MRSA causes as many as 20% of Staphylococcus aureus infections in populations that use intravenous drugs. These out-of-hospital strains, or CA-MRSA, are more easily treated, though more virulent, than HA-MRSA. CA-MRSA apparently did not evolve de novo in the community but represents a hybrid between MRSA that spread from the hospital environment and strains that were once easily treatable in the community. Most of the hybrid strains also acquired a factor that increases their virulence, resulting in the development of deep-tissue infections from minor scrapes and cuts, as well as many cases of fatal pneumonia.
As of early 2005, the number of deaths in the United Kingdom attributed to MRSA has been estimated by various sources to lie in the area of 3,000 per year. Staphylococcus bacteria account for almost half of all UK hospital infections. The issue of MRSA infections in hospitals has recently been a major political issue in the UK, playing a significant role in the debates over health policy in the United Kingdom general election held in 2005.
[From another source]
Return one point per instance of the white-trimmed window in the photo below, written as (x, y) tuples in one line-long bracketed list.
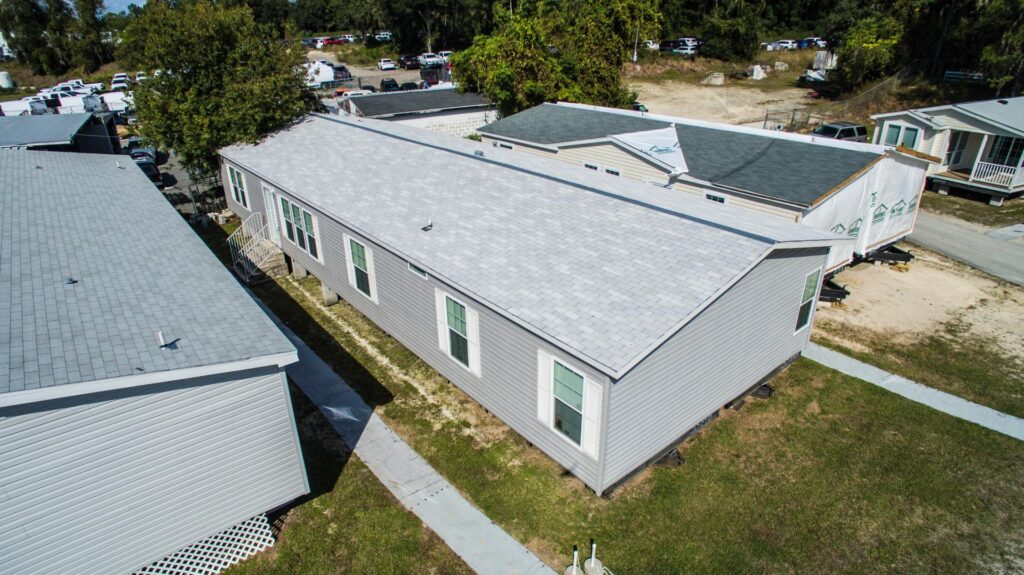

On January 6, 2008, half of 64 non-Chinese cases of Methicillin-resistant Staphylococus aureus (MRSA) infections in Hong Kong in 2007 were Filipino domestic helpers. Ho Pak-leung, professor of microbiology, University of Hong Kong traced the cause from high use of antibiotics. In 2007, there were 166 community cases in Hong Kong compared with 8,000 hospital-acquired MRSA (155 recorded cases — 91 involved Chinese locals, 33 Filipinos, 5 each for Americans and Indians, and 2 each from Nepal, Australia, Denmark and England).